Ms. Felgenhauer was attacked in the wake of two separate programs on state TV that had denounced her, by name, for supporting foreign-funded nongovernmental organizations.
Days later, Ekho Moskvy’s chief editor announced that he had told another of the station’s journalists, Ksenia Larina, to leave Russia in the wake of a personal assault on her, also broadcast on state TV.
Last September, Novaya Gazeta columnist and Ekho Moskvy program host Yulia Latynina fled the country after her car was set on fire and her family received death threats.
The Kremlin says that the violence is the work of mentally disturbed individuals.
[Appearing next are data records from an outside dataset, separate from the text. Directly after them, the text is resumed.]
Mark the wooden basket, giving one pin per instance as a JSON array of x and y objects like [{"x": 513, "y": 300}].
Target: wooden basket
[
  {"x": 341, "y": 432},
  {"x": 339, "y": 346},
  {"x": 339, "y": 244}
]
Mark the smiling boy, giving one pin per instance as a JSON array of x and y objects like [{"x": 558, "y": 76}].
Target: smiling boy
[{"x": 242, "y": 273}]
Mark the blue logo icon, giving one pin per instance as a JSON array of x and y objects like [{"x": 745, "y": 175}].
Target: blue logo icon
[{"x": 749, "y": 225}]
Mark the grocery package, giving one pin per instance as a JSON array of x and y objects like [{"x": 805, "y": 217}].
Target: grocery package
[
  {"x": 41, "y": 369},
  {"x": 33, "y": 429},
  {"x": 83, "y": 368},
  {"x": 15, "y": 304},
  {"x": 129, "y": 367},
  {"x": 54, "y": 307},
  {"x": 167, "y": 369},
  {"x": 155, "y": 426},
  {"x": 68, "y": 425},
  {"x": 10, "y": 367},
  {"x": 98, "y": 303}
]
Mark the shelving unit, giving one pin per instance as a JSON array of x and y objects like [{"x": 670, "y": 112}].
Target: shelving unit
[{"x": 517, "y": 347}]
But human rights advocates argue that the stage has been set by an official media campaign that brands liberal activists and reporters as “fifth columnists” and “foreign agents,” creating an atmosphere of hatred that encourages some ultranationalists to take matters into their own hands.
“In general, the level of aggression in society is very high these days,” says Oleg Anisimov, an expert with the independent Foundation to Support the Mass Media in Moscow. “Perhaps this is due to the economic crisis, or the tone of the official media. But there is no doubt that journalists need to be better protected.”
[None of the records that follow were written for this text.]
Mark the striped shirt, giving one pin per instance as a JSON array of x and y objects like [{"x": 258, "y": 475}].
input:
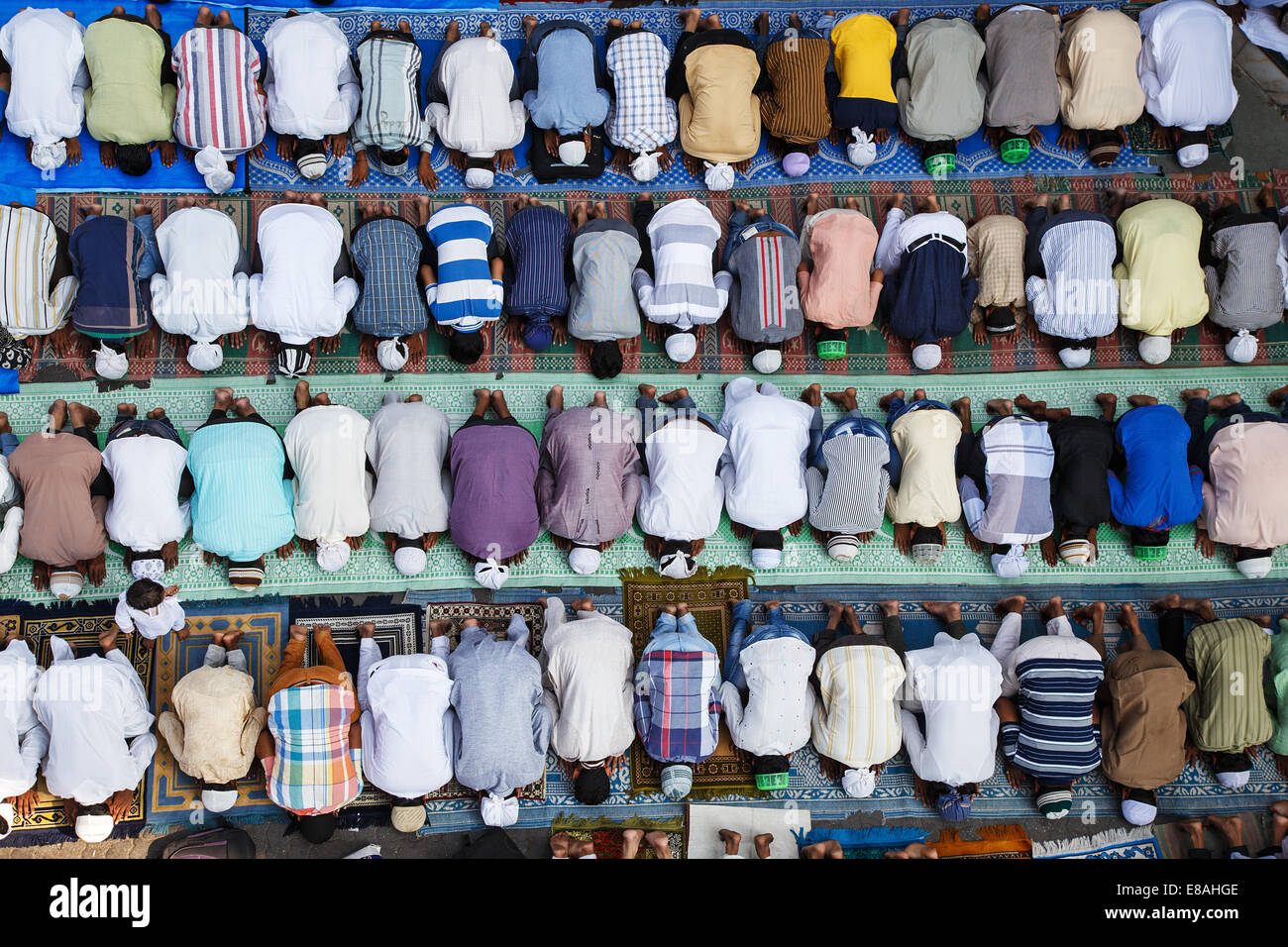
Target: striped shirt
[
  {"x": 684, "y": 291},
  {"x": 219, "y": 101},
  {"x": 29, "y": 257},
  {"x": 1225, "y": 718},
  {"x": 1244, "y": 289},
  {"x": 390, "y": 114},
  {"x": 465, "y": 295},
  {"x": 642, "y": 116},
  {"x": 850, "y": 496},
  {"x": 857, "y": 719},
  {"x": 600, "y": 300},
  {"x": 314, "y": 770},
  {"x": 1056, "y": 680},
  {"x": 537, "y": 243},
  {"x": 386, "y": 253},
  {"x": 795, "y": 108}
]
More than 300 Russian journalists have been killed in the line of duty since the collapse of the Soviet Union. Although the death rate has slowed significantly in recent years, the recent incidents have prompted Mr. Muratov to arm Novaya Gazeta staff members with non-lethal gas pistols with which to protect themselves.
“There have been too many cases where people have been attacked when they had no means to defend themselves,” he says.
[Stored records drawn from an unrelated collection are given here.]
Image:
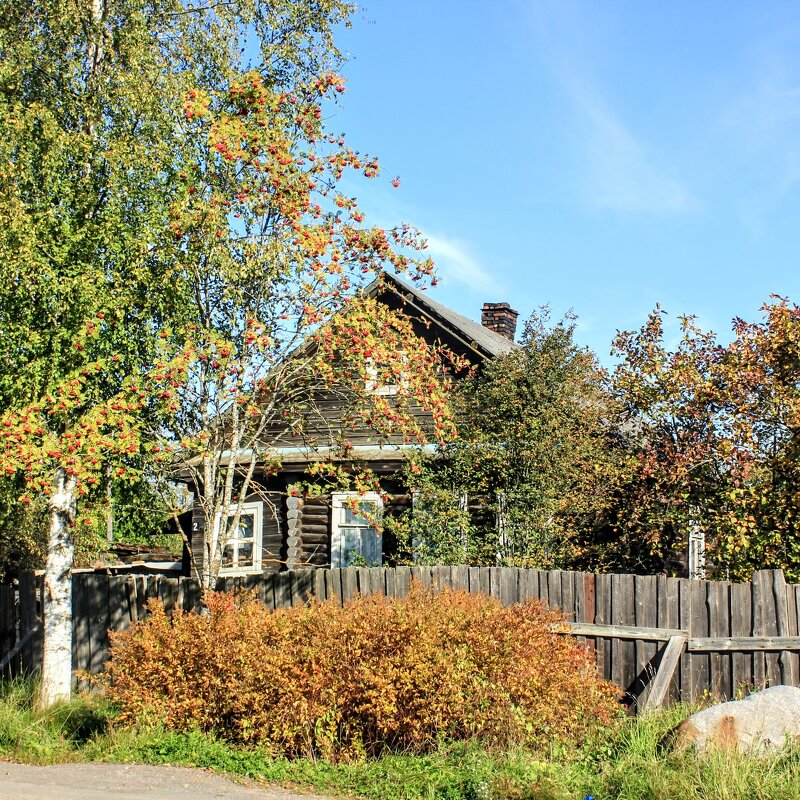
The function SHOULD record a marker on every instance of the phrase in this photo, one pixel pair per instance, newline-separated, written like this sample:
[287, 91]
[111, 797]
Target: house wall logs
[766, 608]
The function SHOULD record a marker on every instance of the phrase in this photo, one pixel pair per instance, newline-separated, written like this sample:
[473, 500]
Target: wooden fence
[730, 634]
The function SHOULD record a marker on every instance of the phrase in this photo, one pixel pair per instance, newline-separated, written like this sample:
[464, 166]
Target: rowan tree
[714, 428]
[531, 477]
[273, 258]
[92, 146]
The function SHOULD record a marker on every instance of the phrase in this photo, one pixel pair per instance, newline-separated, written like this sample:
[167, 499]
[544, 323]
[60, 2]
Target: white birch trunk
[57, 650]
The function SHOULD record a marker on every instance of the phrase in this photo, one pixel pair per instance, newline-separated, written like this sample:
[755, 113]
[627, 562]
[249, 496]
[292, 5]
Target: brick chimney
[500, 318]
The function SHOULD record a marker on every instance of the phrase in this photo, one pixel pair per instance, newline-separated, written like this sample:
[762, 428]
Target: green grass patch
[51, 735]
[633, 765]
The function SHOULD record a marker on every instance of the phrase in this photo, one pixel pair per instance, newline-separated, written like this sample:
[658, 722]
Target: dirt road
[128, 782]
Novaya Gazeta has seen six of its journalists murdered since 2001, including Anna Politkovskaya, a vocal Kremlin critic who earned fame for her reporting from Chechnya. The paper has never before taken the drastic step of arming its employees, but Muratov says the attacks on Felgenhauer and Ms. Latynina and the increased presence online and on the streets of ultranationalist groups such as SERB, the South East Radical Bloc, herald heightened danger.
“We believe groups like SERB are behind this” wave of antijournalist violence, Muratov says. “They are a kind of embodiment of the hatred evident in public opinion. The state not only distances itself, it pretends that it has nothing to do with it. It's a kind of hybrid violence, but we know where it's coming from. So, we’re going to ensure our people have the means of self-protection if they need it.”
The police say a Russian-Israeli dual citizen who claimed that Felgenhauer had been “harassing” him telepathically for years has confessed to stabbing her.
Speaking to journalists on Monday, President Vladimir Putin expressed sympathy for Felgenhauer but deflected any suggestion that the Kremlin might have been involved in the attack.
“What does freedom of speech have to do with this?” he wondered. “A sick person arrived from Israel, attacked this journalist. Ekho Moskvy is funded by the government,” Mr. Putin said. The station belongs to the media arm of Gazprom, the state natural gas monopoly.
A 'free pass' for thugs
Latynina wrote in the English-language daily The Moscow Times recently that she had never expected to flee Russia, even during the worst times – during the 1990s and early Putin years – when large numbers of journalists were being murdered. But she said the atmosphere had recently grown more insidious and more unpredictable as a flailing Kremlin outsourced violence and intimidation to murderous thugs.
“It’s not that Putin or the Kremlin are directly instigating these kinds of attacks,” she wrote. “They are winking at those who want to organize them. They’re empowering ‘local talent’ and those people are given a free pass. Some of them are crazy. Some are in search of some power or want to curry favor.
“This doesn’t absolve the Kremlin from responsibility,” she argued. “It makes it worse.”